Wednesday, November 10, 2010

Is this real life?

Surreal. That is the only word to describe the first run-through of A Christmas Story. At one point the actor playing Grown Ralph looked at the director and said "Is this for real? Is this really happening?" The director and I looked at each other and she said "We just did not think this through, did we?"

We were rehearsing in two different rooms- one for the Parker house, and one for the other scenes. Not ideal, but we were making do. Then came time to run Act I. If you've ever seen or done A Christmas Story, you'll know why this was a problem- the play is, essentially, the movie onstage. It relies heavily on cinematic-style montages of scenes- 2 pages in the house, 1 page at school, 1 page outside, 3 pages in the house, and so on. For 77 pages. The run-through took about 2 hours, for 1:09 of actual stage time (I'm pretty pleased with myself that I even managed to salvage an accurate run time from that fiasco).

Yesterday was The Great Rehearsal Migration of 2010- the Ballet moved out, which meant that Peter Pan moved their rehearsals from the small rehearsal room to the big rehearsal room, and so A Christmas Story moved downstairs to the small rehearsal room. This meant moving 2 sets of rehearsal furniture and props and all of the ensuing detritus that accumulates in rehearsal spaces, as well as taping out 2 groundplans.

Frantic taping ensued- the floor of the big rehearsal room is unsealed (whose bright idea was that?) so spike tape pulls the paint off the floor. Which means the sets had to be taped in painter's tape, and then spike tape got laid on top of that to color-code the various sets.
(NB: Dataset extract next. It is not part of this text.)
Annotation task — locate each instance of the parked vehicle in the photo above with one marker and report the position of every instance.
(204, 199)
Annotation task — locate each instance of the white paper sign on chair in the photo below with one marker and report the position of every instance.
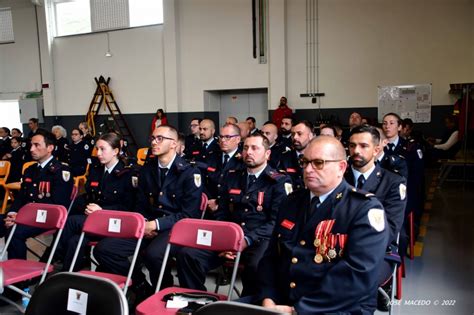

In other news, I worked the overnight electrics load-in for Peter Pan, which got me out of the Monday all-call for the scenic load-in. It was fun, and even though I worked from 1:00pm on Sunday-7:00am Monday with an hour break for dinner, it didn't feel like that much. I'm not going to say I was full of energy at the end of it, but I definitely wasn't as exhausted as I expected to be. We started with a bunch of set-backs- couldn't start hanging until midnight for various reasons, spilled coffee on the plot, and had to frankenstein the gel cuts for the cyc fixtures (you can get 4 cuts with the grain going vertically, but only 2 if it goes horizontally. Guess which one we needed? Guess what the ME didn't know when he ordered the gel?) but we prevailed! The hang went really well and we got everything done!

I say I started work at 1:00 on Sunday, but really I just watched the ballet. Ballet Memphis was in residency at POTS for the last 3 weeks, performing A Midsummer Night's Dream. I watched the show from the booth- our lighting designer ran their board for them, so I sat with him and listened to their PSM call the show. I wanted to shadow her, but she called the show from the deck and there wasn't really room for me to stand with her during the show. I really enjoyed the show, it was pretty gorgeous and surprisingly funny. I wish that there were more of the Mechanicals- it's just Bottom and Quince. I guess that's standard for the ballet version? I don't have anything to compare it to, so that's pure speculation.

Right now I'm sitting at the light board- I'm running the board for our lighting designer/master elec while they focus the show.